On Wednesday night ANC staffer and suspended ANC member Carl Niehaus distributed an “Urgent Media Alert” inviting the media to witness him laying charges against the ANC’s hierarchy — excluding his suspended boss, Secretary-General Ace Magashule — at the Johannesburg Police Station on behalf of disgruntled party staffers, but by Thursday night Niehaus was without a job.
The party accused him of making false statements when he said he was representing other staffers, so he backtracked by saying he would lay the charges in his personal capacity, even though he maintained that aggrieved staff members helped him draft the statement.
In his letter of dismissal, party general manager Febe Potgieter wrote that in his letter earlier in the day, Niehaus did not provide “any cogent reasons for the ANC to arrive at any conclusion other than that the employment relationship between you and the organisation has completely and irretrievably broken down”.

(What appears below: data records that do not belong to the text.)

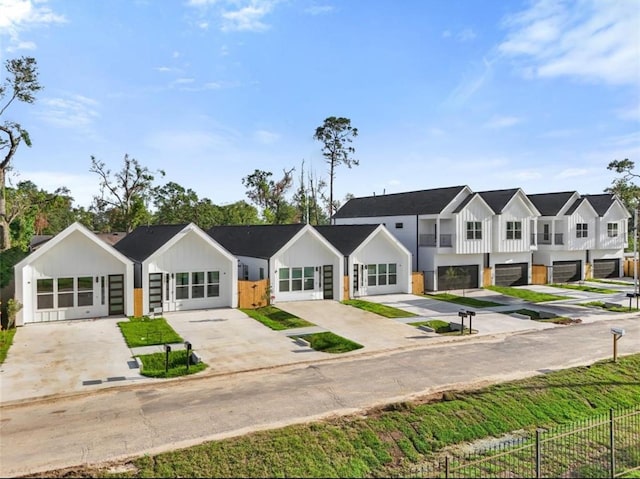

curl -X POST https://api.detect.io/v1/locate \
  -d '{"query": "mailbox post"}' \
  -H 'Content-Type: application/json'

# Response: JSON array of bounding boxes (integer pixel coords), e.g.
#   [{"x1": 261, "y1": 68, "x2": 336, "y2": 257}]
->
[
  {"x1": 467, "y1": 310, "x2": 476, "y2": 334},
  {"x1": 164, "y1": 344, "x2": 171, "y2": 373},
  {"x1": 184, "y1": 341, "x2": 191, "y2": 373},
  {"x1": 458, "y1": 311, "x2": 467, "y2": 335},
  {"x1": 611, "y1": 328, "x2": 624, "y2": 363}
]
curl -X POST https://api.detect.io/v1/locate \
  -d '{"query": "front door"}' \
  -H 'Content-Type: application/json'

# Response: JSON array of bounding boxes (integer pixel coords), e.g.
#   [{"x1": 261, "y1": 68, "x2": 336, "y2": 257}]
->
[
  {"x1": 109, "y1": 274, "x2": 124, "y2": 316},
  {"x1": 322, "y1": 264, "x2": 333, "y2": 299}
]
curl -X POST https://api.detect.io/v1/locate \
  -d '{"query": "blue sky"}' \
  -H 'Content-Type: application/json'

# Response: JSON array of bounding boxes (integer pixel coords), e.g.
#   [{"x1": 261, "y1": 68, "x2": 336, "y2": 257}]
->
[{"x1": 0, "y1": 0, "x2": 640, "y2": 210}]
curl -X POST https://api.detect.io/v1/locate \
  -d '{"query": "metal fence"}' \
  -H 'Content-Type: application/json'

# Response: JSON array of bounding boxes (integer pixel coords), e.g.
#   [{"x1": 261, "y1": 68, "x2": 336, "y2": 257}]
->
[{"x1": 402, "y1": 406, "x2": 640, "y2": 478}]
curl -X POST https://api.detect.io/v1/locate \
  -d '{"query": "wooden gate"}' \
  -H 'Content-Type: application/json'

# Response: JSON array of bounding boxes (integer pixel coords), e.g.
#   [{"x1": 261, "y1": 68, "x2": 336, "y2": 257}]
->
[{"x1": 238, "y1": 279, "x2": 271, "y2": 309}]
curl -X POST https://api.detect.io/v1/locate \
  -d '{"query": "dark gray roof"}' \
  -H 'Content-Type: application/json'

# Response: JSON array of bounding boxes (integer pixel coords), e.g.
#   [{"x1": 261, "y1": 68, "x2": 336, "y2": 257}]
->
[
  {"x1": 453, "y1": 193, "x2": 478, "y2": 213},
  {"x1": 334, "y1": 186, "x2": 466, "y2": 218},
  {"x1": 565, "y1": 198, "x2": 587, "y2": 215},
  {"x1": 478, "y1": 188, "x2": 518, "y2": 215},
  {"x1": 314, "y1": 224, "x2": 380, "y2": 256},
  {"x1": 113, "y1": 224, "x2": 187, "y2": 262},
  {"x1": 584, "y1": 193, "x2": 615, "y2": 216},
  {"x1": 527, "y1": 191, "x2": 576, "y2": 216},
  {"x1": 207, "y1": 224, "x2": 304, "y2": 259}
]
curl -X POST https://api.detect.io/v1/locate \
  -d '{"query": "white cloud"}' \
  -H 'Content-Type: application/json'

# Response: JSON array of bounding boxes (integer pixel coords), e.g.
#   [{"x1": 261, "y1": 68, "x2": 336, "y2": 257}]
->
[
  {"x1": 498, "y1": 0, "x2": 640, "y2": 84},
  {"x1": 0, "y1": 0, "x2": 67, "y2": 52},
  {"x1": 456, "y1": 28, "x2": 476, "y2": 42},
  {"x1": 187, "y1": 0, "x2": 276, "y2": 32},
  {"x1": 17, "y1": 170, "x2": 99, "y2": 208},
  {"x1": 305, "y1": 5, "x2": 335, "y2": 15},
  {"x1": 253, "y1": 130, "x2": 280, "y2": 145},
  {"x1": 484, "y1": 116, "x2": 522, "y2": 129},
  {"x1": 38, "y1": 95, "x2": 100, "y2": 128},
  {"x1": 556, "y1": 168, "x2": 590, "y2": 179}
]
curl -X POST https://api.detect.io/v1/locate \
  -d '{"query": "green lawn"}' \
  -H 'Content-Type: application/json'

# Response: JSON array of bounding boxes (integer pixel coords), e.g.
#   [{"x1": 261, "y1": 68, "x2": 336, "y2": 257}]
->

She wrote: “This letter serves as notice of your summary dismissal as an employee of the ANC. You can collect your personal belongings from ANC security at Luthuli House tomorrow between 10h00 and 11h00.”
Niehaus was also informed that he had the right to appeal against his dismissal through a notice of appeal with the grounds for such an appeal set out in the letter.
Potgieter wrote that Niehaus never distanced himself from the media alert as he had been “invited to do”. Instead, he threatened to go to the police if the outcomes of the ANC’s talks with staff were not satisfactory. The dispute has been dragging on for more than three months while the party looks for cash to pay salaries.
It’s not clear why Niehaus fought so hard to keep a job that hasn’t paid his salary in months, and when it wasn’t clear what his job description was other than that he was working in suspended ANC Secretary-General Ace Magashule’s office. Even Transport Minister Fikile Mbalula was asking this on Twitter.
Niehaus must have had a sense of déjà vu: in 2009 he tendered his resignation after a short stint as party spokesperson. He was pushed when a string of lies and alleged fraud was exposed by the Mail & Guardian newspaper.
On Thursday morning Niehaus intended to lay complaints of fraud, corruption and theft against the party’s top five (Magashule excluded), according to the draft complaints statement, over the non-payment of staff salaries and over the party’s failure to pay over their Unemployment Insurance Fund and several other deductible contributions.
In the complaint, he also said he was doing this on behalf of a list of complainants, which was not attached to the electronic version.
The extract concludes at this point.